I know Radiant Entertainment is still working on what the world border should be. But I think they definitely need a world size option. It would be really nice for players with beast computers like me and would like larger world. It might also be nice for players who need smaller worlds because they have a slow computer.
Kitkat_Matt has had the great idea of simply being able to expand and shrink the highlighted box in the map preview to determine exactly what size of a world want. Whether that being a very small area, or the entire seed.
they’ve been needing this for a while now. and they do plan on adding in a world size option. at the very least i wish they’d allow us to click and drag a box to determine how large of a space we’d like in the map preview, that would solve the issue big time for me.
Rather than a size option at the start, I would like an option to open up larger areas of the map while playing. Start with a small area, and when your town reaches rank 2, you get the option to purchase additional land from neighbouring villages for gold/as reward from objectives. This would allow to expand the map based on how much your village grows and your own needs.
there would be literally no reason to sandbox it because
A: there is a limit on how many hearthlings you can have,
B: it would become far too unmanageable to have hearthlings running miles and miles away from the safety of their home with no way of feeding them along the way, with the current AI it just wouldn’t work, they don’t carry food with them for long distance travel, they only carry materials if they are going to be building something, and ALL hearthlings available for a mining or building job will automatically run towards the mining task or building task regardless of
1: how far they are from it and
2: what they were doing at the time unless they were sleeping.
C: if it were sandboxed and they implemented multiplayer with such a system in place it would be completely unplayable with other players because the players could just end up in random locations far too far away to interact with other players potentially and even then there is no reliable way to send and receive goods from across the CURRENT size of the map giving you basically no reason to go out into the world to explore.
i wouldn’t want it sandboxed as it would just ruin this game in terms of what it’s made to be. this isn’t a Minecraft clone, even tho it has Minecraft elements to it, it isn’t a banished clone, even tho it has elements from banished, it’s not an RPG even tho there are levels for jobs that give hearthlings perks and improved skill in their profession. it’s a combination of all 3.
I do agree that it should not be sandboxed, it would ruin the whole idea of the storybook border. I simply want there to be world size options so people with better computers could have a larger map for their larger towns. A smaller map would also be good for people with slow computers. Another thing is yes sandboxing it may seem cool, but an infinite world is bad in any city simulator like games, especially if you can just float around and overload ur pc by flying to far.
What would y’all think of multiple maps, where after a certain checkpoint you can found another city with hearthlings and then be able to switch back and forth between cities to manage them. This would go rgeat with biomes so that resources that your city could trade resources that are plentiful in the biome they are in. I could see the cities trading between each other and then helping each other out in late game by sending troops to reinforce the other town when it attacked.

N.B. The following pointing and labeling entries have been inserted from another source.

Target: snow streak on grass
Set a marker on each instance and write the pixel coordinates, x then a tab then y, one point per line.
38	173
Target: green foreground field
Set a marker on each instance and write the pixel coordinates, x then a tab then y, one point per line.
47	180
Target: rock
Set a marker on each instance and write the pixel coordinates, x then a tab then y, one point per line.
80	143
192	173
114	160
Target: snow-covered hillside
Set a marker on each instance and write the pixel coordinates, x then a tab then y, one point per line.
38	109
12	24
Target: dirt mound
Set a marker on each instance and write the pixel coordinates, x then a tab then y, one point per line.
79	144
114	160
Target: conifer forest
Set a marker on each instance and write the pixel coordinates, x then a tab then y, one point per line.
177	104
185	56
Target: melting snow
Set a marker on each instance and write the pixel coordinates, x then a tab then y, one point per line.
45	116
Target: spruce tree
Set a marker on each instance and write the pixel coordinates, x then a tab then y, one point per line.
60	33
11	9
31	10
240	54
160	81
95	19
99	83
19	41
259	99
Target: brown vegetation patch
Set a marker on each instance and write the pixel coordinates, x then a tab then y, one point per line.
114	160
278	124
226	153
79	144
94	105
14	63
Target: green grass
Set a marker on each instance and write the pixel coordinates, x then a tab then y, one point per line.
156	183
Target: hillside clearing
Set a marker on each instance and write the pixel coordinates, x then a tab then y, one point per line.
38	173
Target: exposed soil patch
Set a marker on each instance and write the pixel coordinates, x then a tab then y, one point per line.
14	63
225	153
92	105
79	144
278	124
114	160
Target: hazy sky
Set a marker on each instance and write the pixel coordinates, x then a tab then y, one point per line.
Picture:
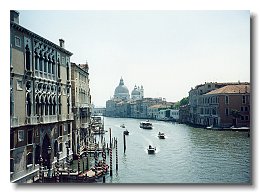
167	52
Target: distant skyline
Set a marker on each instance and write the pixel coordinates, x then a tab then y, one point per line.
167	52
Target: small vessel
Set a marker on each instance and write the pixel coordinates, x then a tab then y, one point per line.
151	150
126	132
210	127
146	125
161	135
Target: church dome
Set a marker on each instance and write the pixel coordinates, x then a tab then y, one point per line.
135	91
121	91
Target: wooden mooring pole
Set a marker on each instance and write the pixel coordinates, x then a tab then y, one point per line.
111	161
116	156
124	143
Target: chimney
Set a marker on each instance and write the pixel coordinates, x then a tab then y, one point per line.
62	43
14	16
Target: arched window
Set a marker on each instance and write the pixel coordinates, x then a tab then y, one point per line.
11	99
27	58
59	101
68	71
37	155
50	105
41	62
46	105
36	59
55	148
68	105
54	105
28	105
58	67
29	158
42	106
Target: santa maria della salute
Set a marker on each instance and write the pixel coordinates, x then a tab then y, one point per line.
122	92
135	106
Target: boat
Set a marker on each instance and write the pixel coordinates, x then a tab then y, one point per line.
209	127
146	125
151	150
161	135
126	132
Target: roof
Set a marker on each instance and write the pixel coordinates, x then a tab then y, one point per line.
231	89
24	30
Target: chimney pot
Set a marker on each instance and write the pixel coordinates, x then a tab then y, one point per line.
62	43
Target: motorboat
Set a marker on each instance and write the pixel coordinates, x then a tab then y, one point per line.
146	125
161	135
151	150
126	132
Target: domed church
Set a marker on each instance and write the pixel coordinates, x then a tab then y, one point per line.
121	91
137	93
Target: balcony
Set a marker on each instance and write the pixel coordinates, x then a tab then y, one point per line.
14	121
47	119
31	120
70	116
62	117
84	125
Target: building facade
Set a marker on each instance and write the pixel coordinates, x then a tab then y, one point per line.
40	106
81	105
207	101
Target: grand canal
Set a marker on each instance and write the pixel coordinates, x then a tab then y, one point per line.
186	155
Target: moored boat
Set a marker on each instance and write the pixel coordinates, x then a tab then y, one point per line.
151	150
161	135
146	125
126	132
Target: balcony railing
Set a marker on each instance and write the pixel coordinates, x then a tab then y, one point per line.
84	125
31	120
70	116
62	117
14	121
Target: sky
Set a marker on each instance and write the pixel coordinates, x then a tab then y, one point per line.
167	52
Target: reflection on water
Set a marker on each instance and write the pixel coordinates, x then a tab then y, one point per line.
186	155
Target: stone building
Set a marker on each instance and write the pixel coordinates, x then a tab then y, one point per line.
204	110
40	102
81	104
121	91
227	106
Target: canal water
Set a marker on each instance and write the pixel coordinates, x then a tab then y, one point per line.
186	155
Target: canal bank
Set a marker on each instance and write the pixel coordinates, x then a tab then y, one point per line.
186	155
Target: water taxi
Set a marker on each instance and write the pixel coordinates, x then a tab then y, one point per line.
151	150
161	135
146	125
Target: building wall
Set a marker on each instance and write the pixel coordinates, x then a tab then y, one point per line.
31	131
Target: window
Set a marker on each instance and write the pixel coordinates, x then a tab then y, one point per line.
227	112
226	100
11	164
27	58
29	136
12	140
19	85
60	131
29	158
60	147
17	41
20	135
244	99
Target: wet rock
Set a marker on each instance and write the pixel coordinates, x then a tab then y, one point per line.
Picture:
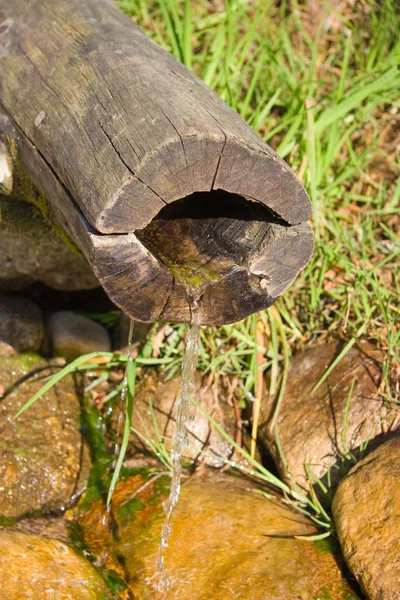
54	527
156	400
314	430
21	323
72	334
6	350
227	541
366	510
40	568
31	251
43	460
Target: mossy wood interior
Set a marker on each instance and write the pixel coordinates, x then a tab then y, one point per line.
159	182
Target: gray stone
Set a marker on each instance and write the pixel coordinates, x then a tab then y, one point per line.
366	509
311	425
21	323
31	251
72	334
43	459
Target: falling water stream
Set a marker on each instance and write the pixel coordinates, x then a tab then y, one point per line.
180	439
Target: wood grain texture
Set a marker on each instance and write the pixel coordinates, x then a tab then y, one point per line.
113	129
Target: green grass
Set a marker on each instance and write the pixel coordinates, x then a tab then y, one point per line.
322	98
327	100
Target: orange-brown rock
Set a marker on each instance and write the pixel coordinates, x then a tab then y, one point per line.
227	541
43	459
36	568
366	509
316	432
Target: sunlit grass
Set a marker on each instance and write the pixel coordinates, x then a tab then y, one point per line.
322	90
322	95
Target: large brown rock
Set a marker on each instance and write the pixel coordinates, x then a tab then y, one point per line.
227	541
21	323
366	509
157	399
312	426
36	568
43	459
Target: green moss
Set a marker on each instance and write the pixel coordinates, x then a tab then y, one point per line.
128	510
91	428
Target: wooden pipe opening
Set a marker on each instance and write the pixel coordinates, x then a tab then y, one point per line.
207	236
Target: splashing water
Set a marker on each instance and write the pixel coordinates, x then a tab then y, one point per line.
180	439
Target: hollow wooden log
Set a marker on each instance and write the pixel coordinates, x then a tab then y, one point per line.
161	184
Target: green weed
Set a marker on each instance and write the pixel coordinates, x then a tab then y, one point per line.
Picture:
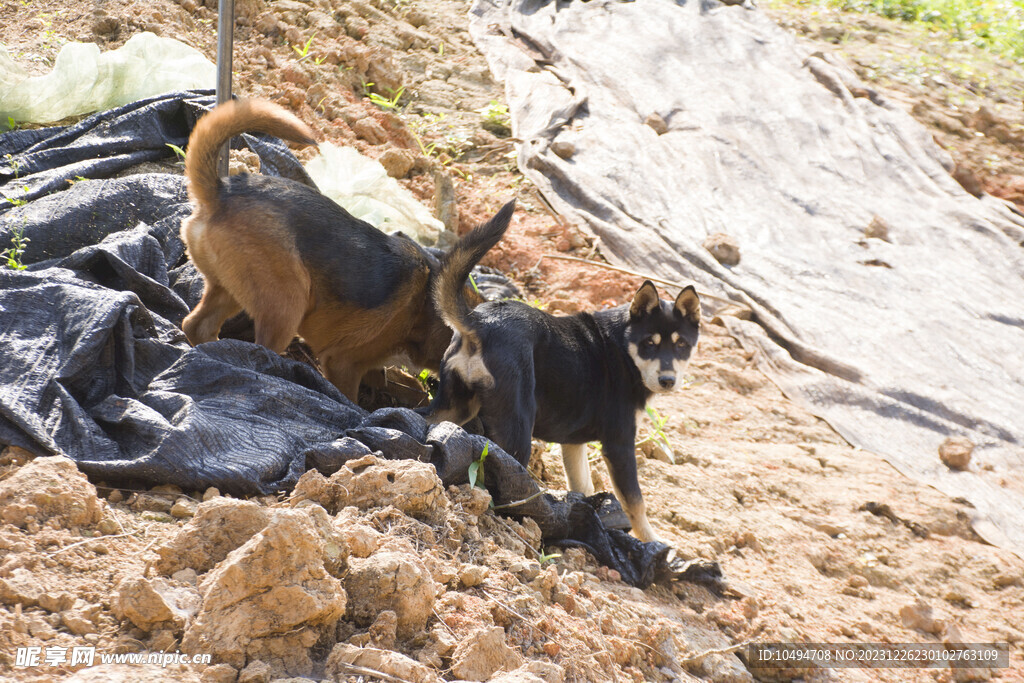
13	254
993	25
657	433
475	471
496	119
178	152
387	102
303	51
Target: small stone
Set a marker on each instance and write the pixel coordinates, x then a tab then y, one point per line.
256	672
481	653
856	581
109	526
384	630
723	247
955	453
472	574
183	508
397	162
751	608
968	180
656	123
919	615
219	673
878	228
186	575
77	623
1006	579
563	148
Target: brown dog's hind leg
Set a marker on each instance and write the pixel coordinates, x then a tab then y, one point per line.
204	323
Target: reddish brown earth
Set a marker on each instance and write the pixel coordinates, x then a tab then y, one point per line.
430	583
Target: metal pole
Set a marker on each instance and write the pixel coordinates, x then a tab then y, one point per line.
225	42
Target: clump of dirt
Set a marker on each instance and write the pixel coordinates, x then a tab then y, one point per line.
421	584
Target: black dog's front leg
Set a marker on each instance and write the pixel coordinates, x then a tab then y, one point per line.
622	461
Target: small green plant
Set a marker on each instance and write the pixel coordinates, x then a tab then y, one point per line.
387	102
18	202
13	254
496	119
658	431
178	152
424	378
475	471
537	303
14	164
303	51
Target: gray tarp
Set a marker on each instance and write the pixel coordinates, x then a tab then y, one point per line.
896	343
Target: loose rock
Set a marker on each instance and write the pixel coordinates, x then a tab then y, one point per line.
723	247
374	482
481	653
49	488
271	598
346	659
955	453
393	581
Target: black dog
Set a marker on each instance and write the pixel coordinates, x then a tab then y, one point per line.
564	379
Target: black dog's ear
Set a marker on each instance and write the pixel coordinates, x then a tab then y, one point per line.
645	300
688	304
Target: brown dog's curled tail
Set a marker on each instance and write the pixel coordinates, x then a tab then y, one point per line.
457	265
220	125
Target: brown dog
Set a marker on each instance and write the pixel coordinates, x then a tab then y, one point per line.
300	264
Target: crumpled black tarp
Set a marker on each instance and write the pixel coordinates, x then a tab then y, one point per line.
95	366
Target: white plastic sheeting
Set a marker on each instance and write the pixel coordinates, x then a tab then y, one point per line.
896	342
85	80
363	186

while in concept it’s a nice idea, it’s never worked in practice. case in point SimCity. you COULD play alone and have the entire sector to yourself with 4 small cities but the problem comes when
A: do these cities always run in real time? if so how do you effectively manage multiple real time hearthling villages with their own population of unique hearthlings, unique landscape, resources, monster invasion conditions, etc.
B: if it works more like simcity where individual cities aren’t running in real-time how do you effectively manage those standing still cities while in another city with out pausing another city in turn and slowing progress across the board for everything.

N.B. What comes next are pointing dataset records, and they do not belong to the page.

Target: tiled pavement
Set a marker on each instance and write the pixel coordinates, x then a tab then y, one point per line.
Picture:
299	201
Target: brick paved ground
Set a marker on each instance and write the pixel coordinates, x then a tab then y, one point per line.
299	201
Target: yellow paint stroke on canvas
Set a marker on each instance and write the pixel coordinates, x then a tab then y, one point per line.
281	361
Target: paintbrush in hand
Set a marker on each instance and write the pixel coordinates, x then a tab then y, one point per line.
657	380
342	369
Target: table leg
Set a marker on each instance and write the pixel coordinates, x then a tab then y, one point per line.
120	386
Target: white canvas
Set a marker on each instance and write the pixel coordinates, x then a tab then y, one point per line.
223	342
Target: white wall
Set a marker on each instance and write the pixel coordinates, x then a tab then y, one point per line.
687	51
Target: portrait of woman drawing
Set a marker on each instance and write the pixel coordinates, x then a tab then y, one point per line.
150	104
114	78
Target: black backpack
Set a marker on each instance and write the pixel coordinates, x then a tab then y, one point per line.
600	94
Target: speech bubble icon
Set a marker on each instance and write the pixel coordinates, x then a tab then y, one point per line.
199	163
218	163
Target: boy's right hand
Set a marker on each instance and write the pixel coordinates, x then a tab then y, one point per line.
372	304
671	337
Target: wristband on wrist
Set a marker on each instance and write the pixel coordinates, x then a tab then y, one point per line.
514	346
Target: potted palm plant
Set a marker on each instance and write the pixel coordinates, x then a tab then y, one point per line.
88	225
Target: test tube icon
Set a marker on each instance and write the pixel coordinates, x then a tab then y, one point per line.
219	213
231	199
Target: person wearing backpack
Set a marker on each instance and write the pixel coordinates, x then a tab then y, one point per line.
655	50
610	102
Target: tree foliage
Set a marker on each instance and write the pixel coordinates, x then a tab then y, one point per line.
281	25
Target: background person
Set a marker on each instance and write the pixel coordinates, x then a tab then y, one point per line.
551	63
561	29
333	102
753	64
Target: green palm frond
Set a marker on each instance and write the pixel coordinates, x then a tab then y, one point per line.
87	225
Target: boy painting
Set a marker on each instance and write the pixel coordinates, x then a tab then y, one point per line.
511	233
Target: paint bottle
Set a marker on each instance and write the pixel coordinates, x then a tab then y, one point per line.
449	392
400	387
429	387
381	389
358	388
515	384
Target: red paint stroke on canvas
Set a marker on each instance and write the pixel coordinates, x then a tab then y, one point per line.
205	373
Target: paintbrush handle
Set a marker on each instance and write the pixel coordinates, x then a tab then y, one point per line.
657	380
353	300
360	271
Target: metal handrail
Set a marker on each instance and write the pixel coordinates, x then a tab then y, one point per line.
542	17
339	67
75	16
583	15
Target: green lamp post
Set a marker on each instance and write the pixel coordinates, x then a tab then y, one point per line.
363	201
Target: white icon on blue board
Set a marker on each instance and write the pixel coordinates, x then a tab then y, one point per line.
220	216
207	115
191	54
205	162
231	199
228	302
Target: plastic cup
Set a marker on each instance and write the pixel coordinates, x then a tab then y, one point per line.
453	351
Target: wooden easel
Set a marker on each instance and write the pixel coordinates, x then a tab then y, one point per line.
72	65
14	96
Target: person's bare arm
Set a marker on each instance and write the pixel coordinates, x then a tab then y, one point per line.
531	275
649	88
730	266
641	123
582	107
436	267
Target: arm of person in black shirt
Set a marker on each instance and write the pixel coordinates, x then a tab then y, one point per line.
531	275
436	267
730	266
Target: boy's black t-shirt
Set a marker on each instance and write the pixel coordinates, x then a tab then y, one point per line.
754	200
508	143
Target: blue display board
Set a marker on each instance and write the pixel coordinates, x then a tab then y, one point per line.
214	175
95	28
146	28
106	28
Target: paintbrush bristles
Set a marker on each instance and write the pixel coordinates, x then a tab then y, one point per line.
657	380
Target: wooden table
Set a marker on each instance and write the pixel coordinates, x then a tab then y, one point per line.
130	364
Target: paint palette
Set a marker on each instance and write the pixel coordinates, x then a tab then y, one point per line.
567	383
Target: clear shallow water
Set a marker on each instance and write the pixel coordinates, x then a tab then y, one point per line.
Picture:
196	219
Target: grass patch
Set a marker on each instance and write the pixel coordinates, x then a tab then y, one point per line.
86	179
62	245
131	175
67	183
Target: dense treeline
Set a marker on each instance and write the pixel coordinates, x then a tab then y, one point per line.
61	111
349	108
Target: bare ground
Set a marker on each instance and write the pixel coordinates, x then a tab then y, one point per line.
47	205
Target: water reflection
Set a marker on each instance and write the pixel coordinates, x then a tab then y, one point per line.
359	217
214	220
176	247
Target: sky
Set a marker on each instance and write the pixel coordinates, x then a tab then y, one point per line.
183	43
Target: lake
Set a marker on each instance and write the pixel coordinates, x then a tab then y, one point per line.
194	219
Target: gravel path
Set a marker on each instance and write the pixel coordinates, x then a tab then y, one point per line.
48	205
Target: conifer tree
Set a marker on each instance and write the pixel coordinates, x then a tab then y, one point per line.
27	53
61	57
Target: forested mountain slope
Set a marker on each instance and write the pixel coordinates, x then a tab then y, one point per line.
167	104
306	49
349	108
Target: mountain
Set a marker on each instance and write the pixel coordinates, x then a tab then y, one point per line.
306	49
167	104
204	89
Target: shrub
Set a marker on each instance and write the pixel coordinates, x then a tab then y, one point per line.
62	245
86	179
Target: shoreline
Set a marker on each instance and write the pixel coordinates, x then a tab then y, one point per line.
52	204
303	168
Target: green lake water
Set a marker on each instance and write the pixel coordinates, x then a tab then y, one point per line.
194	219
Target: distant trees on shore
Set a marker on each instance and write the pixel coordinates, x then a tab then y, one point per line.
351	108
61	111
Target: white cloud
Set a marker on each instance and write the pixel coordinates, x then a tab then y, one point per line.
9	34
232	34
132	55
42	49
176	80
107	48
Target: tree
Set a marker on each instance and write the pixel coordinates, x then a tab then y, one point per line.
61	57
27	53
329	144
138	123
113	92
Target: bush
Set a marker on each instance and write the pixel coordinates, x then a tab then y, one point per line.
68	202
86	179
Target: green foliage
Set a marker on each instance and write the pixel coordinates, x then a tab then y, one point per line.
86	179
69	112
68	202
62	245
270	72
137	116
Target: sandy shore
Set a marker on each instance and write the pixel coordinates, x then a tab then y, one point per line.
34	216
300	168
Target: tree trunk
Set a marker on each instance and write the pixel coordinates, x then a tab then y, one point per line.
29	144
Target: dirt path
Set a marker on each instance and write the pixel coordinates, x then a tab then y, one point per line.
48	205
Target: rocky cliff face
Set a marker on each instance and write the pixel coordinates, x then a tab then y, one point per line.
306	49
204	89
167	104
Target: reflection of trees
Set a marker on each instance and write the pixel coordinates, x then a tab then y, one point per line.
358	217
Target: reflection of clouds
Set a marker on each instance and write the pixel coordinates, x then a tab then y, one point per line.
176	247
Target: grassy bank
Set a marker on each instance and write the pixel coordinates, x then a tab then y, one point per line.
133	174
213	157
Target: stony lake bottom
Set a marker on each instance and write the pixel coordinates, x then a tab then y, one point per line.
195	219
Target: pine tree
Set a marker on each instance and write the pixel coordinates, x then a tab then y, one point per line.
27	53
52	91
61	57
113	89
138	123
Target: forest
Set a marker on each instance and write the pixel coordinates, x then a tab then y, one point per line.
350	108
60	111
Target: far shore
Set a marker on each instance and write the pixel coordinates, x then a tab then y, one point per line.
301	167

C: with multiplayer on it’s way eventually how do you manage multiple cities while in an online situation? would that be allowed?
D: what’s stopping you from simply sending all your hearthlings from a newly formed village back to your original village to better that village rather than working on a new one from the ground up and dealing with all of the problems that come with that?
E: how do you manage resources on a hardware level, CPUs can only handle so much at the same time, if everything is in real time that’s going to cause every PC on earth running a game with multiple maps at the same time to explode due to stress and if it’s not real time for all cities at all times that would mean constantly caching the current state of a city you’re leaving or entering to save it’s current situation and not lose said progress.
the list goes on with complications and questions that simply would never be able to be stomped out with such a feature implemented. the games too complex on too many levels to allow multiple maps running at the same time.